# Using Time stmt, billing 'incident to'



## dtricia (Jul 17, 2013)

I believe it is perfectly ok for NP to use  time  when billing incident to. Manager says only the billing provider can base billing on time.

A NP and MD are both qualified health care professionals.
I need more documentation . I have provided Ch 12 MDCR Claims Processing Manual, but manager interprets the sentence that 'counseling by other staff is not considered in selecting the appropriate level of service' to include NP. To me NP is on a par with MD in this circumstance.

Tricia D


----------



## rhndyts (Jul 17, 2013)

http://www.aapa.org/uploadedFiles/c...bursement/Resource_Items/Incident-to-2012.pdf

Hope this helps.


----------



## LLovett (Jul 17, 2013)

*Interesting*

I have never ran into this scenario before. My first thought is does it meet incident to requirements. If the NP is truly working incident to then there should be nothing changed or added so I am having a hard time seeing where they would get into a situation that time would be more beneficial than key components.

While I can't think of a concrete reason why it wouldn't be covered, I also can't think of a plausible scenario either. I would love to see more detail on your situation.

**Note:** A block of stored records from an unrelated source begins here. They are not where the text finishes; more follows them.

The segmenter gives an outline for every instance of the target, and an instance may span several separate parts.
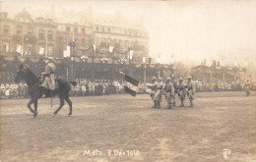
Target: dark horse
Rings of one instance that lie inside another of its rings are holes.
[[[53,113],[54,115],[57,115],[59,110],[64,105],[64,99],[69,104],[69,116],[72,115],[72,102],[69,99],[69,91],[71,89],[71,84],[76,85],[75,81],[67,81],[64,80],[56,80],[56,83],[58,84],[58,88],[53,90],[52,92],[50,90],[47,90],[40,86],[39,83],[39,78],[37,78],[30,69],[26,68],[24,65],[21,65],[17,76],[15,77],[15,81],[19,82],[22,80],[26,81],[26,83],[29,86],[29,92],[32,96],[30,102],[28,103],[28,108],[31,110],[32,113],[33,113],[33,117],[37,116],[37,100],[44,94],[46,97],[54,96],[56,94],[59,94],[60,99],[60,106],[58,109]],[[31,105],[33,103],[34,110],[32,109]]]

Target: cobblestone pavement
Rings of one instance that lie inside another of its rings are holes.
[[[197,93],[195,107],[153,109],[148,94],[0,100],[0,160],[10,161],[256,161],[256,92]],[[178,103],[179,104],[179,103]],[[188,106],[186,100],[185,106]],[[227,159],[224,149],[229,149]]]

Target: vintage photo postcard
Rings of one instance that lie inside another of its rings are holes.
[[[256,162],[256,1],[0,0],[0,162]]]

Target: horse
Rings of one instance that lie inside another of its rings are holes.
[[[69,91],[71,89],[71,84],[76,85],[76,81],[67,81],[65,80],[55,80],[58,87],[54,90],[45,89],[40,86],[39,78],[37,78],[29,68],[21,65],[15,77],[15,82],[20,82],[21,81],[25,81],[29,86],[29,93],[31,95],[31,100],[27,104],[29,110],[33,114],[35,118],[37,116],[37,100],[44,94],[46,97],[52,97],[56,94],[59,94],[60,106],[53,113],[54,116],[60,111],[60,109],[64,106],[64,100],[69,105],[69,114],[68,116],[72,116],[72,102],[69,98]],[[33,103],[34,110],[32,109],[31,105]]]

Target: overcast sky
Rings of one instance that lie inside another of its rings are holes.
[[[256,1],[8,1],[3,10],[16,7],[85,10],[145,19],[150,33],[150,55],[162,53],[167,63],[177,60],[217,58],[220,54],[247,48],[256,51]]]

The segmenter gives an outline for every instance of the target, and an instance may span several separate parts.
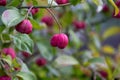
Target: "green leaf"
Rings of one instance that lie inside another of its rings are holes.
[[[1,41],[3,43],[8,43],[11,41],[10,35],[9,34],[0,34]]]
[[[47,6],[48,0],[36,0],[39,6]]]
[[[32,72],[19,72],[17,76],[22,78],[22,80],[37,80]]]
[[[0,33],[2,33],[5,28],[6,28],[5,26],[2,26],[2,25],[1,25],[1,26],[0,26]]]
[[[45,45],[43,45],[41,43],[37,43],[37,46],[38,46],[38,49],[41,52],[41,55],[43,57],[45,57],[48,60],[52,59],[53,56],[52,56],[52,54],[50,54],[48,48],[46,48],[47,46],[45,46]]]
[[[17,7],[19,4],[21,4],[21,0],[12,0],[10,3],[7,4],[7,6]]]
[[[2,58],[2,60],[4,60],[5,62],[7,62],[9,64],[9,66],[12,65],[12,58],[10,55],[5,56],[4,58]]]
[[[69,31],[70,35],[71,35],[71,42],[73,42],[73,45],[76,47],[76,48],[79,48],[80,45],[81,45],[81,41],[80,39],[76,36],[75,32],[73,32],[72,30]]]
[[[77,65],[79,62],[72,56],[68,55],[59,55],[55,60],[55,63],[60,66],[69,66],[69,65]]]
[[[88,60],[89,63],[103,63],[104,59],[100,57],[91,58]]]
[[[32,54],[33,40],[27,34],[17,34],[16,36],[11,37],[13,38],[13,42],[17,49]]]
[[[7,27],[12,27],[20,23],[25,17],[17,9],[5,10],[2,14],[2,21]]]

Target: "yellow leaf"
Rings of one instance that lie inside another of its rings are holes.
[[[106,39],[112,35],[120,33],[120,27],[112,26],[103,33],[103,38]]]
[[[119,13],[119,8],[116,6],[113,0],[109,0],[112,6],[115,8],[115,16]]]

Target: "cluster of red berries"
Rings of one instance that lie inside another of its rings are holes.
[[[58,4],[65,4],[68,3],[68,0],[56,0]],[[6,0],[0,0],[0,5],[6,5]],[[38,9],[32,9],[31,13],[32,15],[35,15],[39,10]],[[44,16],[41,19],[42,22],[44,22],[47,26],[53,26],[54,20],[50,16]],[[23,33],[23,34],[30,34],[32,32],[32,24],[28,19],[25,19],[21,21],[19,24],[15,26],[16,31]],[[51,45],[53,47],[58,47],[60,49],[63,49],[68,44],[68,37],[64,33],[55,34],[50,41]],[[5,51],[5,50],[4,50]],[[13,54],[12,58],[14,58]]]

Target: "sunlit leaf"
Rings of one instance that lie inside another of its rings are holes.
[[[55,60],[57,65],[60,66],[69,66],[69,65],[77,65],[79,62],[72,56],[68,55],[59,55]]]

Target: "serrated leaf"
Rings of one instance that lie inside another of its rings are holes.
[[[55,63],[60,66],[69,66],[69,65],[77,65],[79,62],[72,56],[68,55],[60,55],[55,60]]]
[[[2,21],[7,27],[12,27],[20,23],[25,17],[21,16],[17,9],[5,10],[2,14]]]
[[[32,54],[33,40],[27,34],[17,34],[16,36],[11,37],[13,38],[13,42],[16,48]]]

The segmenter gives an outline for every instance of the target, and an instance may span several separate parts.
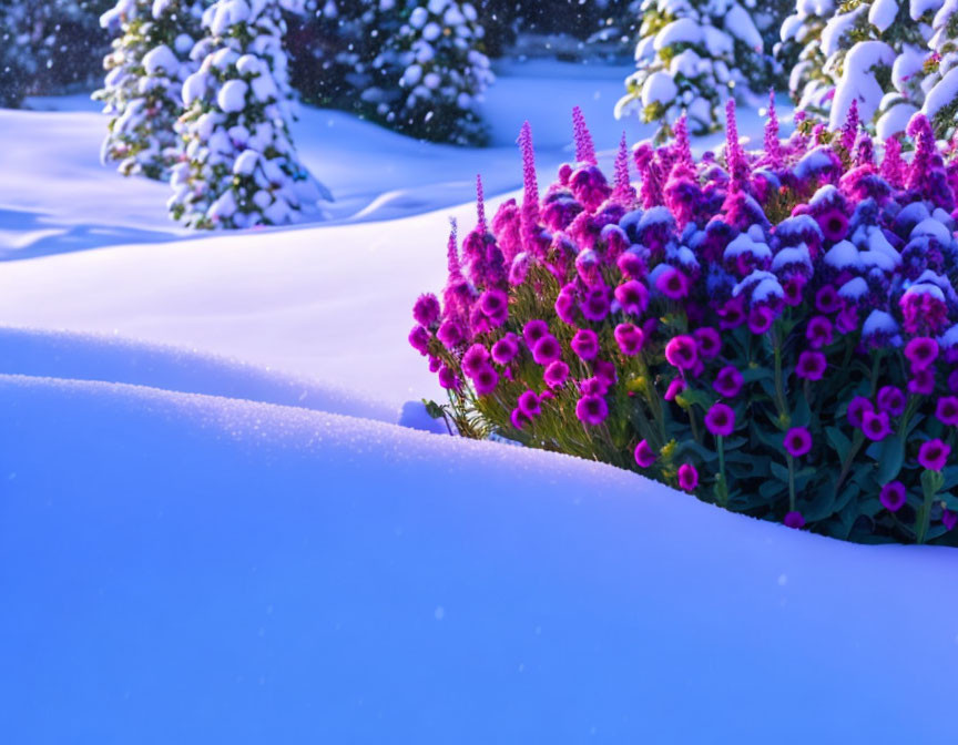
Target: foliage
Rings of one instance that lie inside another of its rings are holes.
[[[410,344],[465,436],[597,459],[736,512],[863,542],[958,544],[958,166],[916,115],[906,165],[855,122],[722,157],[623,140],[449,244]]]

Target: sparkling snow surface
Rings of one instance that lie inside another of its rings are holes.
[[[410,428],[475,174],[514,193],[527,115],[543,184],[573,104],[622,130],[624,69],[497,72],[483,151],[305,110],[333,221],[228,235],[82,99],[0,111],[0,742],[954,742],[958,553]]]

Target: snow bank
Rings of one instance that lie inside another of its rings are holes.
[[[300,409],[8,376],[0,407],[3,742],[954,734],[951,550]]]

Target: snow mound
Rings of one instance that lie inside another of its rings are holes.
[[[0,407],[3,742],[954,734],[954,551],[303,409],[12,376]]]

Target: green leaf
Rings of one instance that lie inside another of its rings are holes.
[[[852,441],[837,427],[826,427],[825,438],[828,440],[828,445],[838,453],[838,461],[844,463],[848,457],[848,451],[852,450]]]
[[[881,441],[881,452],[878,458],[876,478],[879,486],[894,481],[905,465],[905,442],[898,435],[886,437]]]

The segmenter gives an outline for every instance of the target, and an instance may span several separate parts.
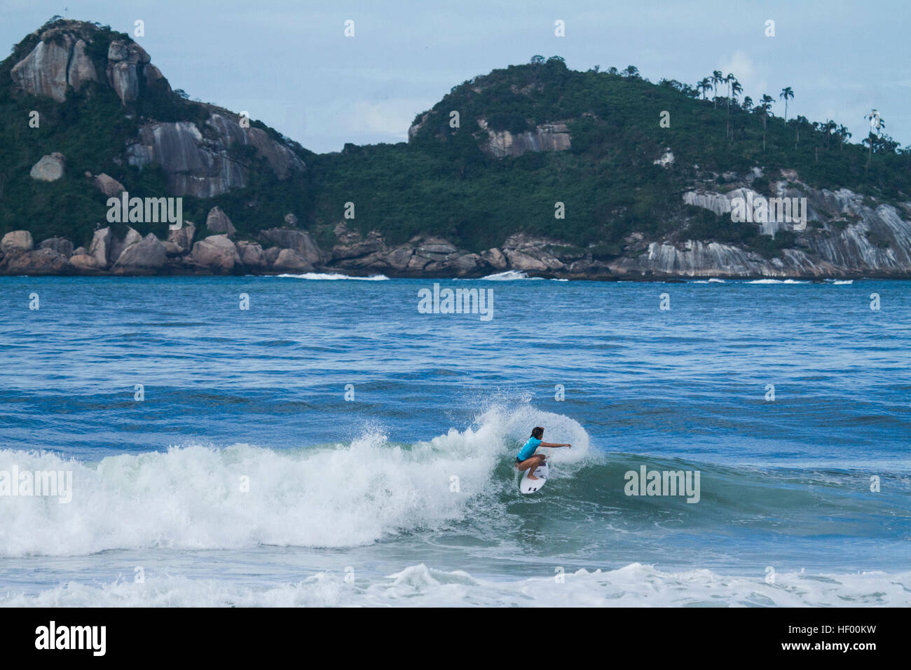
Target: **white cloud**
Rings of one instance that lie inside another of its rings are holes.
[[[348,106],[343,120],[352,131],[384,135],[392,140],[408,139],[408,128],[419,112],[434,106],[435,100],[391,98],[385,100],[355,100]]]
[[[743,96],[750,96],[753,100],[758,100],[763,93],[768,93],[769,86],[768,75],[765,67],[757,66],[752,62],[750,55],[745,51],[737,50],[720,62],[718,68],[722,74],[727,76],[730,72],[737,77],[737,81],[743,87]],[[722,87],[719,94],[727,95],[727,87]],[[769,95],[772,95],[769,93]]]

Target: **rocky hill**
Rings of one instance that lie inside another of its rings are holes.
[[[536,57],[408,137],[316,155],[171,90],[128,36],[54,20],[0,63],[0,273],[911,276],[907,150],[635,68]],[[108,222],[124,191],[181,198],[183,225]],[[735,215],[763,199],[804,216]]]

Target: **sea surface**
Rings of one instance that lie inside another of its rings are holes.
[[[911,282],[435,283],[0,278],[0,605],[911,604]]]

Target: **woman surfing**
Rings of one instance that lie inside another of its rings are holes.
[[[537,479],[534,472],[537,466],[544,463],[548,457],[544,454],[536,454],[535,451],[538,447],[572,447],[571,444],[556,444],[553,442],[542,442],[541,439],[544,438],[544,428],[540,426],[536,426],[531,430],[531,437],[528,438],[528,441],[518,450],[518,454],[516,456],[516,467],[518,468],[519,472],[531,469],[528,472],[529,479]]]

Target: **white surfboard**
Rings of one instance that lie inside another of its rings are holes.
[[[540,490],[541,487],[544,486],[544,482],[548,480],[548,464],[545,462],[543,465],[539,465],[535,469],[535,477],[537,479],[528,479],[528,470],[526,470],[522,475],[522,480],[518,483],[518,490],[527,495],[528,493],[534,493],[537,490]]]

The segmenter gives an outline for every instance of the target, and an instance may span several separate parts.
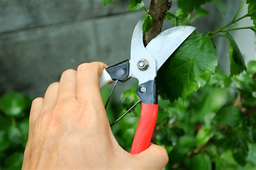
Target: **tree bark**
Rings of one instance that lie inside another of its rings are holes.
[[[149,13],[153,19],[153,26],[150,31],[144,34],[144,44],[146,46],[160,32],[166,12],[171,8],[172,1],[151,0]]]

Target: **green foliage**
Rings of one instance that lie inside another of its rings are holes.
[[[179,0],[178,6],[185,13],[191,13],[194,9],[198,8],[209,1],[210,0]]]
[[[215,48],[209,37],[201,34],[190,37],[159,70],[160,94],[171,101],[186,98],[210,80],[217,65]],[[164,77],[166,74],[168,79]]]
[[[224,36],[230,41],[229,52],[231,75],[239,74],[246,69],[242,54],[232,36],[228,32],[225,33]]]
[[[249,4],[248,13],[256,26],[256,1],[254,0],[247,0],[246,3]]]
[[[106,6],[108,3],[114,2],[114,0],[103,0],[103,5]]]
[[[171,102],[159,96],[153,141],[167,151],[166,169],[256,168],[256,102],[253,102],[256,95],[252,95],[256,91],[255,75],[256,61],[252,61],[246,72],[239,75],[215,73],[204,88],[183,100]],[[138,100],[136,88],[124,93],[121,99],[129,108]],[[137,107],[113,128],[127,151],[140,109]]]
[[[31,98],[10,91],[0,97],[0,169],[21,169],[28,140]]]
[[[142,30],[144,34],[148,32],[152,27],[153,24],[153,19],[151,16],[148,13],[146,13],[145,16],[143,17],[144,22],[142,26]]]
[[[138,10],[145,7],[144,3],[142,0],[130,0],[130,5],[127,9],[128,11]]]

The issue that keeps sticking in my head is critical care. It can't be incident to or split/shared but 2 providers in the same group of the same specialty are considered the same person so their time can be added together and billed as one. Obviously there is a little more to it but the parallel I am making is that this is a time based service and one of the catches is same specialty in order to be considered the same. NPs are a separate specialty in the eyes of CMS.

Just my thoughts,

Laura, CPC, CPMA, CEMC


----------



## RebeccaWoodward* (Jul 17, 2013)

dtricia said:


> I believe it is perfectly ok for NP to use  time  when billing incident to. Manager says only the billing provider can base billing on time.
> 
> A NP and MD are both qualified health care professionals.
> I need more documentation . I have provided Ch 12 MDCR Claims Processing Manual, but manager interprets the sentence that 'counseling by other staff is not considered in selecting the appropriate level of service' to include NP. To me NP is on a par with MD in this circumstance.
> ...



I haven't encountered this scenario, either.  Time based billing is spent in counseling and coordination of care.  If your following "incident to" guidelines, then this would negate the physicians established plan of care.  "Incident to" is following the plan already established by the physician.  In my opinion, you have one of two options, the NPP delegates this encounter back to the physician or the NPP bills this "counseling and coordination of care" under the NPP's provider number (with proper documentation demonstrating the need for this counseling and coordination of care).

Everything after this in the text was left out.